第53回葬儀・法要コラム「もし遺言書が見つかったら」

公正証書遺言があった場合

 

 公正証書遺言の正本や謄本が見つかったときは、検認等の特別な手続は必要ありません。遺言の内容に従って直ちに具体的な相続手続に進むことができます。遺言者から公正証書遺言の存在を聞かされていたが、遺言の正本や謄本が見つからない場合は公証役場で公正証書遺言の内容を確認することができます。

 また、公正証書遺言の存在自体が不明の場合も公証役場で存否の確認をすることができます。平成元年以降に作成された公正証書遺言は、コンピューターで全国一律に管理されているので、どこの公証役場からでも確認することができます。ただし、原本を閲覧したり謄本を取ることができるのは、遺言が作成された公証役場だけです。

 公正証書遺言の存否の確認や閲覧等は相続人などの利害関係人のみすることができます。また、相続人等であっても、遺言者の生前に公正証書遺言に関して公証役場で問い合わせることはできません。

 

自筆証書遺言があった場合

 

 自筆証書遺言は、遺言者が誰にもその存在を知られることなく作成することができます。生前に遺言書を作成していると聞いていなくても、もしかすると遺言書を作成しているかもしれないため、遺言書を探す必要があります。

 自筆証書遺言が発見されたら、勝手に開封してはいけません。自筆証書遺言を勝手に開封すると5万円以下の過料が科されることとなっています。理由としては、内容の改ざんや偽造を疑われることとなってしまうためです。遺言書の取扱いを誤ると、ほかの相続人との争いとなる可能性があるため、勝手に開封することは絶対に避けなければなりません。

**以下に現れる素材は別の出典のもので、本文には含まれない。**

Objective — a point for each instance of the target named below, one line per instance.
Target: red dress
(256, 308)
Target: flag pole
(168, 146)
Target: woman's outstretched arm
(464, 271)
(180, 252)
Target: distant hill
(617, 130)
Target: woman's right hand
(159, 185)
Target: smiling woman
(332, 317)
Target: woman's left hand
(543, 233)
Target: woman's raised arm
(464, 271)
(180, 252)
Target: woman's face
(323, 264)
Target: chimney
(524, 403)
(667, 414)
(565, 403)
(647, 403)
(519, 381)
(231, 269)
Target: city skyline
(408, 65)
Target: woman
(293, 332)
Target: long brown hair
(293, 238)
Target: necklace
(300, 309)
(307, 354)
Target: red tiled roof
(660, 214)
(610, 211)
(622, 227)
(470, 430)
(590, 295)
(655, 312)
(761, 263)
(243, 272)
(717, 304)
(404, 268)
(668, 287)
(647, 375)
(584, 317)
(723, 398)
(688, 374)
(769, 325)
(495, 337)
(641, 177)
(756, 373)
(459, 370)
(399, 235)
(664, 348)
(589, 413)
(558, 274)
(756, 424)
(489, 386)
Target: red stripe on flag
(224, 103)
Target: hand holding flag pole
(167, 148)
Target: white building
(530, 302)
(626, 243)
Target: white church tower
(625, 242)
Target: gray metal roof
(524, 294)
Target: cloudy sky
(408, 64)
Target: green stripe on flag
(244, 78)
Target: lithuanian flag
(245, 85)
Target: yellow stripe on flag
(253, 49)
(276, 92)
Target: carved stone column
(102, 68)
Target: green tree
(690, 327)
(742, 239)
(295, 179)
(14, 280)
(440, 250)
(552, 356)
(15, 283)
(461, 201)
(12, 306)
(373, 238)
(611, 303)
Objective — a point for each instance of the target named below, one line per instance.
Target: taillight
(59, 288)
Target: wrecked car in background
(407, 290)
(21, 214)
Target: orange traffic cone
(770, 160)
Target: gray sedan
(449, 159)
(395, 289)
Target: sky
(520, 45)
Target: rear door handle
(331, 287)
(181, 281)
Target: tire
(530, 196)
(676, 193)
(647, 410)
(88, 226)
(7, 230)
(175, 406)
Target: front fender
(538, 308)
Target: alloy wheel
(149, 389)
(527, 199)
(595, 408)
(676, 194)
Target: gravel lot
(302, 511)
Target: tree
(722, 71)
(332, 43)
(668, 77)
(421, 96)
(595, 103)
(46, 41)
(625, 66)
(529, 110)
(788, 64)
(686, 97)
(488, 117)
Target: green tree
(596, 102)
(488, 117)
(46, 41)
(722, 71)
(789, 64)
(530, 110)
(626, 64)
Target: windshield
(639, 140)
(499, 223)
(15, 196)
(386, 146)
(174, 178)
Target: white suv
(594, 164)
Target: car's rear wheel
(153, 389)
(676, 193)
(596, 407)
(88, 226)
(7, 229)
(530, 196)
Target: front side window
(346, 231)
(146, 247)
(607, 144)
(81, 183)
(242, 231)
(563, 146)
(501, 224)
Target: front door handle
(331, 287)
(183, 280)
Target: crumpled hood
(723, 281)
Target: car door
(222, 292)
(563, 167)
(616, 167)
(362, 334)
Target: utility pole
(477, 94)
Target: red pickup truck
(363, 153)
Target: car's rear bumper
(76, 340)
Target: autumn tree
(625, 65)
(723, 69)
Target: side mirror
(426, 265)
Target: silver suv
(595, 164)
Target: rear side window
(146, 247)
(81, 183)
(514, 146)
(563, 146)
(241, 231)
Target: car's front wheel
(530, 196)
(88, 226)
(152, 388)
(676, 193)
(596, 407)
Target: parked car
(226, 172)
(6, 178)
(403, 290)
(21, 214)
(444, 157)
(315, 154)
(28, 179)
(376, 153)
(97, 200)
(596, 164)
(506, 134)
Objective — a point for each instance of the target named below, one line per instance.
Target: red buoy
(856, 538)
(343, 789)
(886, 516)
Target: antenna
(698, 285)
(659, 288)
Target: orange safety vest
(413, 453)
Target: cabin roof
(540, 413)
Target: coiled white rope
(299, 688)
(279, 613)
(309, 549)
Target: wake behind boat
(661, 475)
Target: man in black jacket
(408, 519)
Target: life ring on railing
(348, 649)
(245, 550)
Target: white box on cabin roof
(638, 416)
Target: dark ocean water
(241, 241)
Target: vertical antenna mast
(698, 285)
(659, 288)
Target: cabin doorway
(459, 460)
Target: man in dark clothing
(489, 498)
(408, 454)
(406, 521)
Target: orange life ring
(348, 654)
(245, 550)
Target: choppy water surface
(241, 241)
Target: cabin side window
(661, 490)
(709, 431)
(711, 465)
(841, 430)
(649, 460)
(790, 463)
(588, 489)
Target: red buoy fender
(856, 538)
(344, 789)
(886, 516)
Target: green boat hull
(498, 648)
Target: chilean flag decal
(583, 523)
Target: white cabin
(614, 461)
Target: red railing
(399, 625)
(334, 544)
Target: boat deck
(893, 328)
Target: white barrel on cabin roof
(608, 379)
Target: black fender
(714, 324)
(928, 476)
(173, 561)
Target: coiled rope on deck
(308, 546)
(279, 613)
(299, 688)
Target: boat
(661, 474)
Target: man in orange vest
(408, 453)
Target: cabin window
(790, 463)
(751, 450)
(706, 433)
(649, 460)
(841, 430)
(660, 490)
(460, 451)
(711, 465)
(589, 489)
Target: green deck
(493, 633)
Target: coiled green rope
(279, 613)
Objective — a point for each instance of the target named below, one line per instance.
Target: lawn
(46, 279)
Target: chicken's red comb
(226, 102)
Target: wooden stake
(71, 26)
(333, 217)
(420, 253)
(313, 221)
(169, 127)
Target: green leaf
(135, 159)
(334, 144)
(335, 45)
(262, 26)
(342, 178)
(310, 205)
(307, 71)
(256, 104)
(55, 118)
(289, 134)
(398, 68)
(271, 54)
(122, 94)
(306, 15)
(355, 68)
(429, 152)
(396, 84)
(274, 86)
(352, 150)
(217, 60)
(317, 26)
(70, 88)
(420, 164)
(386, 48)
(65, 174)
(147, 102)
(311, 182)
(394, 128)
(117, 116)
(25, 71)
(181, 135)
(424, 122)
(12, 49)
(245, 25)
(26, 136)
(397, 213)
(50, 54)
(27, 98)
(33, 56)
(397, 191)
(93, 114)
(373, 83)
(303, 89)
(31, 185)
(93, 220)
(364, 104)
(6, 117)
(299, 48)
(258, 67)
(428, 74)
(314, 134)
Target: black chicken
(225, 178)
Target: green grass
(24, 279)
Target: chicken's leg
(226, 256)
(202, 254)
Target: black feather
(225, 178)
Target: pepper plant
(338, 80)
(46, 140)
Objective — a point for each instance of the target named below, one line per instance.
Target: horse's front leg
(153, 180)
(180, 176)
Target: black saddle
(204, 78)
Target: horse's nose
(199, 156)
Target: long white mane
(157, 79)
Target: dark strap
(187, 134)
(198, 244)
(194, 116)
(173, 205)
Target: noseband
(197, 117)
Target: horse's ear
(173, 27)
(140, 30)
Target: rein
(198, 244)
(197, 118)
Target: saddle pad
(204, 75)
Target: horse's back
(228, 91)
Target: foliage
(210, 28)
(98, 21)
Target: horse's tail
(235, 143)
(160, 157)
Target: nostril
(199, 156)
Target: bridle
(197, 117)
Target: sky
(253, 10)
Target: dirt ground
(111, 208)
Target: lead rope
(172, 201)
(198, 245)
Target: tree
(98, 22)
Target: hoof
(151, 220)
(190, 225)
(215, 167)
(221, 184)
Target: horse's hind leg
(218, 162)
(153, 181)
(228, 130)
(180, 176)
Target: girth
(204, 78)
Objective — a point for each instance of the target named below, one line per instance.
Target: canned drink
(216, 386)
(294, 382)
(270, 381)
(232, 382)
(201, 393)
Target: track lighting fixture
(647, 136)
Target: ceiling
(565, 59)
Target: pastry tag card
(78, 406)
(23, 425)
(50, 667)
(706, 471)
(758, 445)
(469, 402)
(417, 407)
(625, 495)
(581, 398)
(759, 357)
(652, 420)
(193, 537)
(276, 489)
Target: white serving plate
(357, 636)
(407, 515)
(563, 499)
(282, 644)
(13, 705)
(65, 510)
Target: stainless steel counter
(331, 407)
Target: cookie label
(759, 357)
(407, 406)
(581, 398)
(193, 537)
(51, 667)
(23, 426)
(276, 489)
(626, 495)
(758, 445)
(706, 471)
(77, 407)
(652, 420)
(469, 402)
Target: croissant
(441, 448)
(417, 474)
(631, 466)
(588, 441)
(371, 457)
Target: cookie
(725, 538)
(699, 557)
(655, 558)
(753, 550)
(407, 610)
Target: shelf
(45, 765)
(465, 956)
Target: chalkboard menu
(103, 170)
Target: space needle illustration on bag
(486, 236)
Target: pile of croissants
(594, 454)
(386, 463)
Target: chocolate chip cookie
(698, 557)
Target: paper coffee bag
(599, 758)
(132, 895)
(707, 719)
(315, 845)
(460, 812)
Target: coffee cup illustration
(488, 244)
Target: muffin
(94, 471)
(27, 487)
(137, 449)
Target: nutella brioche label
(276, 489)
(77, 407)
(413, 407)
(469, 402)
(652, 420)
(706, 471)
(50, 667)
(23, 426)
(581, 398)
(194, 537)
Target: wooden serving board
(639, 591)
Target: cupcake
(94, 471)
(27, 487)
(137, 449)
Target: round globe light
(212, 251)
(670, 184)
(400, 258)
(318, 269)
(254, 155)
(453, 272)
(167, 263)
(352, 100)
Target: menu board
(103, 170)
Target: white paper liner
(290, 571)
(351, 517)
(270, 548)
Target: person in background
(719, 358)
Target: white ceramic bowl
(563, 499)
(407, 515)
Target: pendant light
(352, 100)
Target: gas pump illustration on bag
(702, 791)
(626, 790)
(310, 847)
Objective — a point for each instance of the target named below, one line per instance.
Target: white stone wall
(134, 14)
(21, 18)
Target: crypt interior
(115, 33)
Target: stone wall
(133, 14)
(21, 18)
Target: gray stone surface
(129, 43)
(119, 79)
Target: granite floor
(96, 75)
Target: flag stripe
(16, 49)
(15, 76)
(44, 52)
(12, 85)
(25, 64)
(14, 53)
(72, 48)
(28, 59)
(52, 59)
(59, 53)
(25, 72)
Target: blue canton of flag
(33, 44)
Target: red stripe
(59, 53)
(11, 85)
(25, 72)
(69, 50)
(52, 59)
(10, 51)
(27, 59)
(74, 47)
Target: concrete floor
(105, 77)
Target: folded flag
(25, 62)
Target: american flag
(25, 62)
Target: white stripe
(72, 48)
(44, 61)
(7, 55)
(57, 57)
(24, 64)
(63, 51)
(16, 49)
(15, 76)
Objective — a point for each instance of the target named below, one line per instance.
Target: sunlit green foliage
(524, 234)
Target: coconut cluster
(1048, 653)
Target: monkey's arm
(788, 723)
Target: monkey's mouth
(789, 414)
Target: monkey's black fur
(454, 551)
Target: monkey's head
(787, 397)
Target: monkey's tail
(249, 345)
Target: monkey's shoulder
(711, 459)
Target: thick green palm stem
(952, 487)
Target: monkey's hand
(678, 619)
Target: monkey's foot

 自筆証書遺言を発見したら、家庭裁判所で「検認」という手続きを行う必要があります。遺言書は未開封のまま家庭裁判所に提出して、指定された日時に改めて行われる検認に立ち会う必要があります。そこで遺言書が有効と認められた場合には、その遺言書に書かれた内容にしたがって、その後の手続きを進めることになります。

 ただし、検認手続きでは遺言の有効・無効を判断するものではないので検認済み証明書付遺言書であっても内容が法的に不備や問題がある場合は、遺言の効力が否定され相続手続きに使用できない場合もあります。 

もし遺言を隠蔽・改ざんすると

 

 遺言書を隠した場合には相続欠格となります。 相続欠格とは、相続をする場合に、相続に適さない特定の事情がある場合に、相続人となることができないとする制度です。民法では891条第5号において、遺言書の隠匿が規定されます。 つまり、遺言書を隠すと、相続人になることができなくなります。後述する遺留分は相続人に与えられている権利ですが、不利な遺言で遺留分を侵害されている場合でも、遺言書を隠匿してしまうと相続人ではなくなってしまうため、遺留分侵害額請求権すら起こすことができなくなります。

 遺言を改ざんした場合は、その遺言内容は遺言者の意思により作成されたものとは言えませんので、その遺言は無効です。つまり遺言書の偽造は遺言の無効原因となります。また遺言書を偽造した場合には有印私文書偽造罪(刑法1591項)に問われます。ちなみに有印私文書偽造罪の法定刑は3月以上5年以下の懲役刑となりますので、絶対に隠蔽や改ざんをすることはやめてください。